Opinion
December 11, 1989
Appeal from the Supreme Court, Queens County (LeVine, J.).
Ordered that the judgment is affirmed, with costs.
The petitioner Morton Gruber, an Assistant Principal at the August Martin High School in Jamaica, New York, tripped and fell while walking up a staircase located within the school. The accident occurred on June 1, 1987; however, no application for leave to serve a late notice of claim was made until on or about May 9, 1988. Concluding that the petitioners, Morton Gruber and his wife, had failed to demonstrate any valid excuse for the delay, the Supreme Court denied the application. We affirm.
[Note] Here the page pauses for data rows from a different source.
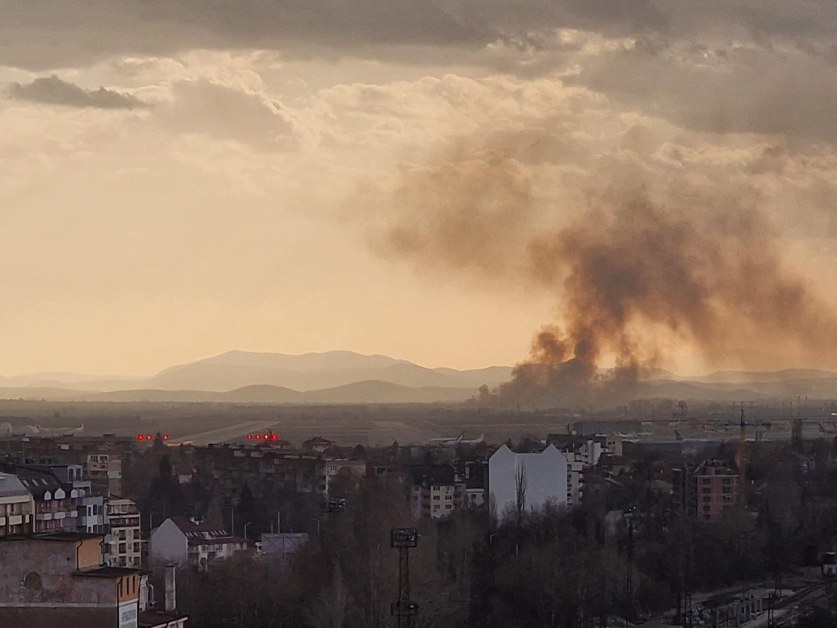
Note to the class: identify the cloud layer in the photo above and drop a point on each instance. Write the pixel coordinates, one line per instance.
(256, 152)
(53, 91)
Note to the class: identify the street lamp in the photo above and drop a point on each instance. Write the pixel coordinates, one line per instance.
(232, 518)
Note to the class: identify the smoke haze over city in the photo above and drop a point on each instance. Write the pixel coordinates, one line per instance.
(633, 185)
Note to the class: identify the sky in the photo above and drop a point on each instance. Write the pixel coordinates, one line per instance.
(179, 179)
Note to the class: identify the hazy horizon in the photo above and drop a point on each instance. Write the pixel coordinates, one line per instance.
(648, 183)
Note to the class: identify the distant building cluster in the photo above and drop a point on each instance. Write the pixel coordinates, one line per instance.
(66, 496)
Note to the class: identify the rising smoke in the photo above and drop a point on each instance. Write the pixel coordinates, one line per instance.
(636, 273)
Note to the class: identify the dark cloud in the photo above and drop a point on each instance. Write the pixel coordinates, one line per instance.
(53, 91)
(697, 265)
(57, 33)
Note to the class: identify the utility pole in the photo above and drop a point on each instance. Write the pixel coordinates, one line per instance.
(629, 581)
(403, 539)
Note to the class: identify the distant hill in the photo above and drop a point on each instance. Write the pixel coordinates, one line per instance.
(348, 377)
(358, 392)
(314, 371)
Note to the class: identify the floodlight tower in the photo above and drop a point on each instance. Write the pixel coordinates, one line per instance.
(403, 539)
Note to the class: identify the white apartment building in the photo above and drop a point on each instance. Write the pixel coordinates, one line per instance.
(17, 506)
(91, 515)
(122, 545)
(184, 541)
(104, 471)
(544, 477)
(433, 494)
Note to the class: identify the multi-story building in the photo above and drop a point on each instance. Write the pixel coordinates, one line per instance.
(706, 490)
(17, 506)
(122, 545)
(527, 481)
(473, 479)
(348, 472)
(184, 541)
(91, 514)
(104, 471)
(56, 502)
(58, 579)
(433, 492)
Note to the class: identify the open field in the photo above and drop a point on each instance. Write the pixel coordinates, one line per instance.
(202, 423)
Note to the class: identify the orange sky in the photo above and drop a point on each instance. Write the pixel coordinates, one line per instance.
(174, 186)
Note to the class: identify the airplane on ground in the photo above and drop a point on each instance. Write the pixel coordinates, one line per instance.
(678, 436)
(37, 430)
(459, 440)
(633, 435)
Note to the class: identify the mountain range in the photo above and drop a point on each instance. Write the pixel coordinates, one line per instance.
(250, 377)
(341, 377)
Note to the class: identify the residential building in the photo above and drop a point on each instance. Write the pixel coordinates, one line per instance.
(433, 491)
(91, 514)
(342, 471)
(526, 480)
(122, 546)
(58, 579)
(475, 474)
(185, 541)
(706, 490)
(104, 471)
(56, 502)
(17, 506)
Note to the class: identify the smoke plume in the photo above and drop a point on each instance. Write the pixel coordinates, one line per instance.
(637, 273)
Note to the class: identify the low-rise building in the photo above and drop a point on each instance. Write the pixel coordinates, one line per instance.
(122, 546)
(526, 481)
(104, 471)
(58, 579)
(56, 502)
(17, 506)
(184, 541)
(706, 490)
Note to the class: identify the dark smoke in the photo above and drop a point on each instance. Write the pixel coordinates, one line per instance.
(635, 276)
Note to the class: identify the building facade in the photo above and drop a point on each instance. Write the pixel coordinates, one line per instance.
(122, 546)
(526, 481)
(184, 541)
(17, 506)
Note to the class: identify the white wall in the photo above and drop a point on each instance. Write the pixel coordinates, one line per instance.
(168, 544)
(546, 479)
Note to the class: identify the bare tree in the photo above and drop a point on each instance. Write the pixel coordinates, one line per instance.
(519, 494)
(329, 609)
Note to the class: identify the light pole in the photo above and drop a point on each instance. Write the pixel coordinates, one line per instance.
(403, 539)
(232, 518)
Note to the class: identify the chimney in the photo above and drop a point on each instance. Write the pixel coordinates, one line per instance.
(171, 596)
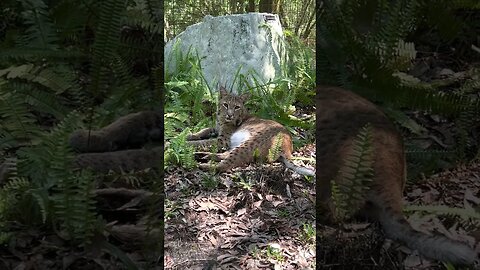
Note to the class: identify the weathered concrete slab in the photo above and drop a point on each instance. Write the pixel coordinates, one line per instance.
(243, 43)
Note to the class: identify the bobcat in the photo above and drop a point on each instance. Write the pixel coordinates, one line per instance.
(340, 116)
(245, 137)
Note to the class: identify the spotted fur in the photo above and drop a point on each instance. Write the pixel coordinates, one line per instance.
(340, 116)
(258, 135)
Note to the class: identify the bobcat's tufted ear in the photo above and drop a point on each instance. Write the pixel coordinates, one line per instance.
(245, 96)
(223, 91)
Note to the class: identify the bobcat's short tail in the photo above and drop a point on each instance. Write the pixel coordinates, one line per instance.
(434, 247)
(295, 168)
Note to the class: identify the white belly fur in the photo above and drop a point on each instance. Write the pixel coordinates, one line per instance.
(238, 138)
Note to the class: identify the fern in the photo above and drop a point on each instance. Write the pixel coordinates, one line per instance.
(106, 44)
(275, 151)
(179, 153)
(355, 177)
(41, 32)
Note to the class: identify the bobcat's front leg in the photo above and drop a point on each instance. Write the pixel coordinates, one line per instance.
(205, 133)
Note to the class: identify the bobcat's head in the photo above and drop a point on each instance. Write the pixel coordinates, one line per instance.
(231, 108)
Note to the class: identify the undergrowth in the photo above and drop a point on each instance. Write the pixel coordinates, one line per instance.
(68, 65)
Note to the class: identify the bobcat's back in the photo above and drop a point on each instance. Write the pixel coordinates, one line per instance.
(340, 116)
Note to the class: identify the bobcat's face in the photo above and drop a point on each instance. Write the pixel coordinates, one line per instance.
(231, 108)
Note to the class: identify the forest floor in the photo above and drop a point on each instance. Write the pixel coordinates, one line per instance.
(258, 217)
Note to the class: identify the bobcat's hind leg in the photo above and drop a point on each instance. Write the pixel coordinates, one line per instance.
(205, 133)
(203, 144)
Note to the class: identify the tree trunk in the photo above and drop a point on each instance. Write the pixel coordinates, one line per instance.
(233, 6)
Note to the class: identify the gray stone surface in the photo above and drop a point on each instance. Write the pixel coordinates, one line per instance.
(250, 42)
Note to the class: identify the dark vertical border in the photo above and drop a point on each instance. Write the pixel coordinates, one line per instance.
(318, 4)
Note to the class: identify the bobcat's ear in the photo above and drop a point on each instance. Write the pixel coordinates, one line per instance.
(223, 91)
(245, 96)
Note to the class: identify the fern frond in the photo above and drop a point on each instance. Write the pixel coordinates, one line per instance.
(353, 182)
(275, 151)
(106, 44)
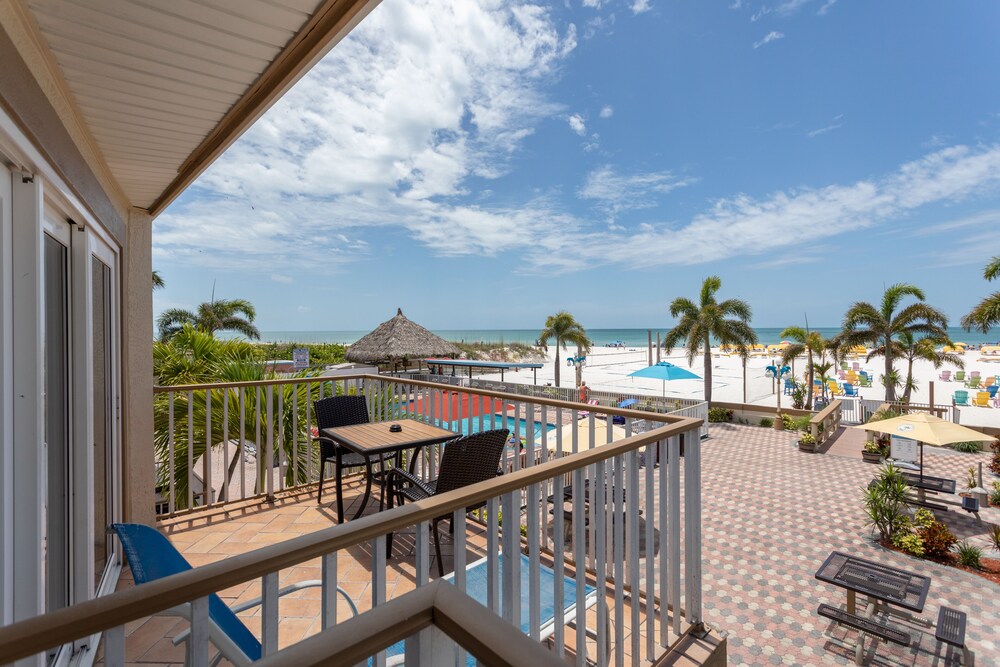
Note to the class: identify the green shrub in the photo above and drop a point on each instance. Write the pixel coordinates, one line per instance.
(885, 502)
(937, 539)
(970, 555)
(718, 415)
(909, 542)
(923, 518)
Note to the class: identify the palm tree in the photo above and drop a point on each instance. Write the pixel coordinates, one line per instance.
(222, 315)
(986, 314)
(706, 320)
(864, 324)
(911, 348)
(564, 329)
(809, 343)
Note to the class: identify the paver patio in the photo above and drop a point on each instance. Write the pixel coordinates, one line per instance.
(772, 514)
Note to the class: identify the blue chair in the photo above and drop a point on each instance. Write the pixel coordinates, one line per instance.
(151, 556)
(477, 585)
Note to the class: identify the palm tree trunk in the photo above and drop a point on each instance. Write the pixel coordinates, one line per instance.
(558, 343)
(890, 388)
(809, 394)
(708, 371)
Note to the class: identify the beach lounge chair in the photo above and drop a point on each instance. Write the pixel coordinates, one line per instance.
(151, 556)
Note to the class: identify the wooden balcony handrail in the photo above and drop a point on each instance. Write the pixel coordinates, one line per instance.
(470, 624)
(62, 626)
(534, 400)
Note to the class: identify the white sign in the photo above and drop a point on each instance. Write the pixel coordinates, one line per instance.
(903, 449)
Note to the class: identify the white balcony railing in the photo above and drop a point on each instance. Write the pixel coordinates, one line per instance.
(635, 535)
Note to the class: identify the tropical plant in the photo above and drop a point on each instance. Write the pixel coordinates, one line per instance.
(727, 322)
(216, 315)
(565, 330)
(911, 348)
(970, 555)
(813, 345)
(879, 327)
(986, 313)
(994, 535)
(239, 422)
(885, 502)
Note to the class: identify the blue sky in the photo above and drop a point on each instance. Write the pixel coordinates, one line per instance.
(485, 163)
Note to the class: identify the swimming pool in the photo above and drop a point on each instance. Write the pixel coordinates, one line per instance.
(471, 425)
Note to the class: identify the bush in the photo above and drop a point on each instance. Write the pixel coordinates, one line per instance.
(995, 536)
(718, 415)
(970, 555)
(885, 502)
(909, 542)
(971, 447)
(937, 539)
Whether to grant the relief requested by the petitioner is a question committed to the sound discretion of the court (see generally, Matter of Chmielewski v City of New York, 61 N.Y.2d 1010; cf., Zarrello v City of New York, 61 N.Y.2d 628). The Supreme Court did not exercise its discretion in an improvident manner when it denied the petitioners' application on the basis that no adequate excuse for the delay had been demonstrated (see generally, Matter of D'Andrea v City of Glen Cove Pub. Schools, 143 A.D.2d 747; see also, Matter of Cali [County of Suffolk], 132 A.D.2d 555; Matter of Perry v City of New York, 133 A.D.2d 692; Matter of Salo v Board of Educ., 117 A.D.2d 922; Matter of Morgan v City of Elmira, 115 A.D.2d 885). Thompson, J.P., Bracken, Rubin and Spatt, JJ., concur.